[Gambas-devel] for future gambas development
Rob Kudla
sourceforge-raindog2 at ...19...
Mon Aug 21 18:16:41 CEST 2006
On Mon August 21 2006 11:01, Benoit Minisini wrote:
> Javascript/HTML generated interface should send events to the
> Gambas application by using XmlHttpRequest, that's ok.
> Now maybe the Gambas application could answer by sending an
> updated DOM model of the page. This way, reloading the entire
> page is avoided.
Yes, there isn't much point of using XmlHttpRequest unless you're
only going to update part of the page. Otherwise you could use
straight CGI and wouldn't need Javascript at all except to
submit a form on the page upon input. And it would be soooo
ugly and slow.
The way XmlHttpRequest works is, you pass it an URL and a
callback function. In our case, the URL is the Gambas
application and the callback function would be something that
takes the output from the Gambas application (doesn't have to be
XML, I use pipe-separated values in my particular app because
just using "split" is a lot faster than JS XML handling) and
takes the needed actions.
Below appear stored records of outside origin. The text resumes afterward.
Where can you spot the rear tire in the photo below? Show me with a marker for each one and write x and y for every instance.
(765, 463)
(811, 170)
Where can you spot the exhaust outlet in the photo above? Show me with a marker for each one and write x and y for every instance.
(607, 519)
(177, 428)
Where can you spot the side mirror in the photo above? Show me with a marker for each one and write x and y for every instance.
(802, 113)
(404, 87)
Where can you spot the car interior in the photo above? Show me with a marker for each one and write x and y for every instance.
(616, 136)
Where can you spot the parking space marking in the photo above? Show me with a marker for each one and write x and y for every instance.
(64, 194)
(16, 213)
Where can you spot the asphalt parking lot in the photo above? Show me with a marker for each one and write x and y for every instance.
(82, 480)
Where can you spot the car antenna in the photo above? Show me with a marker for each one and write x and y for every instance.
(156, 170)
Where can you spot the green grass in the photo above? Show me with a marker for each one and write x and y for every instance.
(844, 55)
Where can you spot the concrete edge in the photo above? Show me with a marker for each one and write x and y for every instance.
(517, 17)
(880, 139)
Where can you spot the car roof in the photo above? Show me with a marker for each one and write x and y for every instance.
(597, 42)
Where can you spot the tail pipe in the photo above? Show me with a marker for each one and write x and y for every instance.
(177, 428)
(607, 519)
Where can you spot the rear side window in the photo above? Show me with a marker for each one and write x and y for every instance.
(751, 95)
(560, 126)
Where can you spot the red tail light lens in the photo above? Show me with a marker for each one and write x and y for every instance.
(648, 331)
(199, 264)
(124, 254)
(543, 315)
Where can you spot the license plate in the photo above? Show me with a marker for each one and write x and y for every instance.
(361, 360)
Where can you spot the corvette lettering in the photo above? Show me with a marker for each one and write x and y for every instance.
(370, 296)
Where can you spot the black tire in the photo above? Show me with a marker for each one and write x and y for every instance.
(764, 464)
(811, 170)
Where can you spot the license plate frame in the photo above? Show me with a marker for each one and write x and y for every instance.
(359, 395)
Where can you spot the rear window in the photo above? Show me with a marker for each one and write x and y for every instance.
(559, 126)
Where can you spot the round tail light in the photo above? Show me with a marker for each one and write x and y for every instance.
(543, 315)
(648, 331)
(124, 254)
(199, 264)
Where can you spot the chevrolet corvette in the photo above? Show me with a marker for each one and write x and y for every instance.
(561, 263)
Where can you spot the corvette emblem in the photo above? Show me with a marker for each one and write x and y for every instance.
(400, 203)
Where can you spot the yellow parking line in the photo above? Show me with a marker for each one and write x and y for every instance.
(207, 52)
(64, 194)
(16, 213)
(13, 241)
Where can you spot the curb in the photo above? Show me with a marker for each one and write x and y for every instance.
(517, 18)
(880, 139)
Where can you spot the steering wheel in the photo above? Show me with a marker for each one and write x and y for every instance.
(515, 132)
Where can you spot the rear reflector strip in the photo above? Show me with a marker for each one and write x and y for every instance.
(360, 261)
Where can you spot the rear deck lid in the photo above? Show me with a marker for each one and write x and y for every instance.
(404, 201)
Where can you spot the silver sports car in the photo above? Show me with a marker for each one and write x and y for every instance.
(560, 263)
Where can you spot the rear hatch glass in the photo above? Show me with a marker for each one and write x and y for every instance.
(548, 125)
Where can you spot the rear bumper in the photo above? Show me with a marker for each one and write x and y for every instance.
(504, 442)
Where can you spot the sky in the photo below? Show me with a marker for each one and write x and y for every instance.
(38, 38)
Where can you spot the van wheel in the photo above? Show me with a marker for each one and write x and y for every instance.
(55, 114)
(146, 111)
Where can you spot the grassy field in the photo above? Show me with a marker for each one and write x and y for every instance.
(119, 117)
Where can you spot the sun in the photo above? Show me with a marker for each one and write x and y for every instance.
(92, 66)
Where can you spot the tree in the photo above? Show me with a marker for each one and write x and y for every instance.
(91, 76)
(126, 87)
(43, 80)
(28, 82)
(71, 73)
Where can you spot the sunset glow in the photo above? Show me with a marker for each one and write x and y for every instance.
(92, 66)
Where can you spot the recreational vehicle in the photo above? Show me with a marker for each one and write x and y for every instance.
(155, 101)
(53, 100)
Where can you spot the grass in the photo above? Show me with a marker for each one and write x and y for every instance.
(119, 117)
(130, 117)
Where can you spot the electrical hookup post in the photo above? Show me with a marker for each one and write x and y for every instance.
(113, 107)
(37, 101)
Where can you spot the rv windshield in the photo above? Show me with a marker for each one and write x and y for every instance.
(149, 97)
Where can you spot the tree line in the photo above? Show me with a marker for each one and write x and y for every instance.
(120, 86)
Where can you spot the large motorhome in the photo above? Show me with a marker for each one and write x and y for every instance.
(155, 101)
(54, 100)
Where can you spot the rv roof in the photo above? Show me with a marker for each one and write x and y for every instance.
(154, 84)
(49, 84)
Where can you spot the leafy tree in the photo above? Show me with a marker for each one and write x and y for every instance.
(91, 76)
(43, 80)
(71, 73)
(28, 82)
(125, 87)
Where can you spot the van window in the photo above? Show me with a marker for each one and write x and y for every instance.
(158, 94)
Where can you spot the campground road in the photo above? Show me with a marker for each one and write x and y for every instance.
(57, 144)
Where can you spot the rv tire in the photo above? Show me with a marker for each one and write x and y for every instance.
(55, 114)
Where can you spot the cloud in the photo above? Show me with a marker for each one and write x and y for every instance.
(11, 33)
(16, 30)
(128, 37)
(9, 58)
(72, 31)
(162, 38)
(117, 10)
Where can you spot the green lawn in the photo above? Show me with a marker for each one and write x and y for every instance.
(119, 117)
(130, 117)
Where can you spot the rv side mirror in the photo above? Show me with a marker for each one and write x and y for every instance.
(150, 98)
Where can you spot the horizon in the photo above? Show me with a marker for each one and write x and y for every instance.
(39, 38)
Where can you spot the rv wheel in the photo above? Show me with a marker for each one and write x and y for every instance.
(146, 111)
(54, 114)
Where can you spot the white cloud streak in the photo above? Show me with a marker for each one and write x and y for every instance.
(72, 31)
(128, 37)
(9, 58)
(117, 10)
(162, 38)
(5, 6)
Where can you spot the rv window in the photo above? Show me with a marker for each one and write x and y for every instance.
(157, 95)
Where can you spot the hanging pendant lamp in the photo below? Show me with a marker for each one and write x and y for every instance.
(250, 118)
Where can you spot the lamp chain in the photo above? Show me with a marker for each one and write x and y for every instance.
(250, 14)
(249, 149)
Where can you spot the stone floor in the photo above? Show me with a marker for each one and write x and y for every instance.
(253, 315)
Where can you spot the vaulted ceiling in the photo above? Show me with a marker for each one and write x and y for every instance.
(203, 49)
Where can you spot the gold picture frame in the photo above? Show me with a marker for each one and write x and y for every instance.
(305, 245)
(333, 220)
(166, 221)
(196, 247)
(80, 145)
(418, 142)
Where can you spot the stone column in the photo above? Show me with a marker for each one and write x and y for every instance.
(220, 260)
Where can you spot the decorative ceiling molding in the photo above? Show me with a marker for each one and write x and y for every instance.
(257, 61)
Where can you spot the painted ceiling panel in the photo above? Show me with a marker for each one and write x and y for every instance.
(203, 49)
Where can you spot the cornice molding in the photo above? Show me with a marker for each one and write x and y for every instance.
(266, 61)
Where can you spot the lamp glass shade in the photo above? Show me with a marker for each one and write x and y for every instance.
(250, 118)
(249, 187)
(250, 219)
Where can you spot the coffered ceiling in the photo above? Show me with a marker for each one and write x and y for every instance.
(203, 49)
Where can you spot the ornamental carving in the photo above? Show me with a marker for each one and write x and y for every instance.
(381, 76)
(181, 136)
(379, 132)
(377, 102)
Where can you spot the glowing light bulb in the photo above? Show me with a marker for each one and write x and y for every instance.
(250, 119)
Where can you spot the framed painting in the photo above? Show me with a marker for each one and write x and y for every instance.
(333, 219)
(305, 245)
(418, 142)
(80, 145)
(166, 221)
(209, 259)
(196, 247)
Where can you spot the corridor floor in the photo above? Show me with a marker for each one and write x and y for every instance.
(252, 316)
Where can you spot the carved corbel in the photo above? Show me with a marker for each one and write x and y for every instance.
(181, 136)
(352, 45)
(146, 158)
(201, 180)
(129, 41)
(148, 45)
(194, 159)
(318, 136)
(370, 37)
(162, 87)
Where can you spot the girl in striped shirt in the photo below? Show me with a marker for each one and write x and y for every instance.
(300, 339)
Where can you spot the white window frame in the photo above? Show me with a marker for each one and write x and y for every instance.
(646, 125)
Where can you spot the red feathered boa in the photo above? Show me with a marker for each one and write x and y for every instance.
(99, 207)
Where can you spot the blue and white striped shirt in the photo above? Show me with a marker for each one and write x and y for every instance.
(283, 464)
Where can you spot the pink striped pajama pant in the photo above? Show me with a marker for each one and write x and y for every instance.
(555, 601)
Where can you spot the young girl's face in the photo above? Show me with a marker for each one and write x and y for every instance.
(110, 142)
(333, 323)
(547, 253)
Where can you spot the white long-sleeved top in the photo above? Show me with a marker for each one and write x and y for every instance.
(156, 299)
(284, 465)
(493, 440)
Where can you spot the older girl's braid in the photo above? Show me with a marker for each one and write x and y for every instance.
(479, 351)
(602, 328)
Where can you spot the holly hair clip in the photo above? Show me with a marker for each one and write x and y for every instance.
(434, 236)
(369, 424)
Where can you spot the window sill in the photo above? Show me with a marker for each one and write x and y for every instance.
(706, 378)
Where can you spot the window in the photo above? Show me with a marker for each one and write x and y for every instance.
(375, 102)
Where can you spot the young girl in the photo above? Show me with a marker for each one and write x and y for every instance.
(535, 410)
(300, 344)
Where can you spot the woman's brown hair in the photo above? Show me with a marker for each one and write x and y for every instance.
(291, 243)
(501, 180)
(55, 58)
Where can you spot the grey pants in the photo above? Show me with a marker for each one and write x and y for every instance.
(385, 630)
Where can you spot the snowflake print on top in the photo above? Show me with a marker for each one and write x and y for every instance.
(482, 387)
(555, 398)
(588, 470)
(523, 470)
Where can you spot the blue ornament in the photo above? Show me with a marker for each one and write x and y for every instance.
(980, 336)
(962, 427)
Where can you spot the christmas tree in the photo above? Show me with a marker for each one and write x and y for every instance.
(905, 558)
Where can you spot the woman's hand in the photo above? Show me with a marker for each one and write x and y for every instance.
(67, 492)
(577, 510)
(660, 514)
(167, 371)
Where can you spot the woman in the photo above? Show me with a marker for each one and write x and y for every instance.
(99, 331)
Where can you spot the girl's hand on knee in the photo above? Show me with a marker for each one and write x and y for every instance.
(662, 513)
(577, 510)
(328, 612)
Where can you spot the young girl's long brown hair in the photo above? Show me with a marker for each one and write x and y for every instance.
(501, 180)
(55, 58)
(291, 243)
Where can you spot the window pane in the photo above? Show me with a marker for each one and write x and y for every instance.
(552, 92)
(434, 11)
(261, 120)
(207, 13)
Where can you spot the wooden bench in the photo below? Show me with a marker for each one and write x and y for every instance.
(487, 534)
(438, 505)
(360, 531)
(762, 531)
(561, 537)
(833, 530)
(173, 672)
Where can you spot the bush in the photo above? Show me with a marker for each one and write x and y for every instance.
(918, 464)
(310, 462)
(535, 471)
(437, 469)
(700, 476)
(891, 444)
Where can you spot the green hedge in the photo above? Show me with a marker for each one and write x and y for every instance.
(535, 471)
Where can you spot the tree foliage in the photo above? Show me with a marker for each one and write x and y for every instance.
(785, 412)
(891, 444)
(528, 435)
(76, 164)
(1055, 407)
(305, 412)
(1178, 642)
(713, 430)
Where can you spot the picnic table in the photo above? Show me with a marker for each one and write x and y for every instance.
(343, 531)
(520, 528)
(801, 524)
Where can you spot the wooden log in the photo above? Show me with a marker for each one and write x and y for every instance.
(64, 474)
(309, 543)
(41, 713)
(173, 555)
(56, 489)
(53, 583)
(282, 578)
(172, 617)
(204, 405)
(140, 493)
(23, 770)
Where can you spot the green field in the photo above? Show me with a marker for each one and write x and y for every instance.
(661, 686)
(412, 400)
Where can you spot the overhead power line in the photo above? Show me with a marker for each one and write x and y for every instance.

So essentially we would need to
handle all the gb.form objects' display-related properties in
that callback function.
> After all, the gambas application generated the current page,
> so maybe it could keep its state, and then could send the
> difference between the old one and the new one to the browser?
That's not a bad approach, but the Javascript on the client side
might be more complex and therefore slow.
> I don't know how this could be implemented in JavaScript:
> updating the DOM model of the current page from a file
> describing the differences.
It absolutely could, I'm just concerned about performance.
The fastest way to do it (performance wise) would be to send back
down a small Javascript function that does all the necessary
work, and then have the callback function eval() that code.
Then there's no client-side parsing of any kind, and the
gb.ajax.form (or whatever) component could just generate the
necessary Javascript in each method and property set/get. You
could even move the browser detection code into the Gambas app
using this approach, maybe adding a property "Browser" to the
Form object. Not to support every possible browser, just
correct showstopper incompatibilities. But somehow, I have the
feeling there's a downside to that approach that I'm missing.